Liddy runs UtilityAR with Aidan McDonnell, the company’s co-founder, and they employ six people in Dublin.
Before starting UtilityAR in 2018, the pair set up and ran the energy-efficiency company Activation Energy, which they sold to EnerNOC, the American multinational.
“When we set up UtilityAR, we thought we would be selling to utilities like ESB or Enervia, hence the name of the company,” Liddy said.
“In practice, we sell predominantly to the high-value manufacturing industry. The product we got right, the market we got wrong. The demand for what we’re doing has been more industry than utility-focused.”
UtilityAR recently won a big contract to supply its headsets to Ardagh Group, the metal and glass containers group headquartered in Luxembourg.

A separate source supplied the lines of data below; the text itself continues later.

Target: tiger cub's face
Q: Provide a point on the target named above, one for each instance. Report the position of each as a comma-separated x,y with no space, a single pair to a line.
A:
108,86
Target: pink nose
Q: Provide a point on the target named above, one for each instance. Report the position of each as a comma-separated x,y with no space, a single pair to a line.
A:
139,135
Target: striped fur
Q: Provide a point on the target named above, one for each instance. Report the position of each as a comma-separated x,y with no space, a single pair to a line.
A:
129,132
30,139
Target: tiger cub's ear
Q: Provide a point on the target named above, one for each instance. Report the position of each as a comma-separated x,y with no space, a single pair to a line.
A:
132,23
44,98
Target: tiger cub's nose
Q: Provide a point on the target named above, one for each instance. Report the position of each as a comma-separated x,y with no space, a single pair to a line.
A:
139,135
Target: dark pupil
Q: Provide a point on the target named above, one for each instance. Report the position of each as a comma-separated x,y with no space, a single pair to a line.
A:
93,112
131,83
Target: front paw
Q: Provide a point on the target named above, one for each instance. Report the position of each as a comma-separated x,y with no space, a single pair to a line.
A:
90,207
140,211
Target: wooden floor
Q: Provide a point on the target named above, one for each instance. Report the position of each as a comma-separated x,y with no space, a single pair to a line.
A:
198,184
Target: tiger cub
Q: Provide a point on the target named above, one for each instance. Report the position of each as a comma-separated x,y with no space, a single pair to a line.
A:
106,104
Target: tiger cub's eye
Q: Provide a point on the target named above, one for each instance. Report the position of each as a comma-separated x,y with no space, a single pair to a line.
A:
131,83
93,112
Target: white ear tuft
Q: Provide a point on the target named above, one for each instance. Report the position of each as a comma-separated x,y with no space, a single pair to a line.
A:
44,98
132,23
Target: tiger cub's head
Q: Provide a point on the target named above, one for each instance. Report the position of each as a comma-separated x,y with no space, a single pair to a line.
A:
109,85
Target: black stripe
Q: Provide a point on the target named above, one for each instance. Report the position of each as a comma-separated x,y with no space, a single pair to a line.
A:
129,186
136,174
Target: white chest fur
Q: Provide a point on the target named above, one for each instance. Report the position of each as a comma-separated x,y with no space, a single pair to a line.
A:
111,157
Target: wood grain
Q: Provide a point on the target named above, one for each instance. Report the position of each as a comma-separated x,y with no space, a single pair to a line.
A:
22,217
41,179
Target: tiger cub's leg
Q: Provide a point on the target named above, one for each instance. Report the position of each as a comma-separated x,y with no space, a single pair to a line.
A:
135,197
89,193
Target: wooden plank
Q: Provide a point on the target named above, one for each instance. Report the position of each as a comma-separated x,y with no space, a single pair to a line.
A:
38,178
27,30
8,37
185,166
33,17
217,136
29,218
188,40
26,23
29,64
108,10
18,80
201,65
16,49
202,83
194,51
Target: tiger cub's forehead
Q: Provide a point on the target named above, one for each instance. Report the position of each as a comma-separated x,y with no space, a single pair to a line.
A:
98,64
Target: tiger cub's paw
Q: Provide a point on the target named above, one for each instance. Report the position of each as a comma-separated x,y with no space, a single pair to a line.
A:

“We sold to 12 of their factories in six countries in Europe and now they’re going to roll the product out in South America,” Liddy said.
“That contract is very significant for us, because it demonstrates the nature of our product and our innovation. My experience of working with industry is that they understand completely how different innovations could benefit their business.
“The challenge is that they’ve got so many innovations that they could be using, they just can’t absorb them all in one go. They must prioritise one over another at any one given in time, be it 3D printing, artificial intelligence or energy efficiency. What we’re doing has now moved up the pecking order of importance, because of Covid-19.”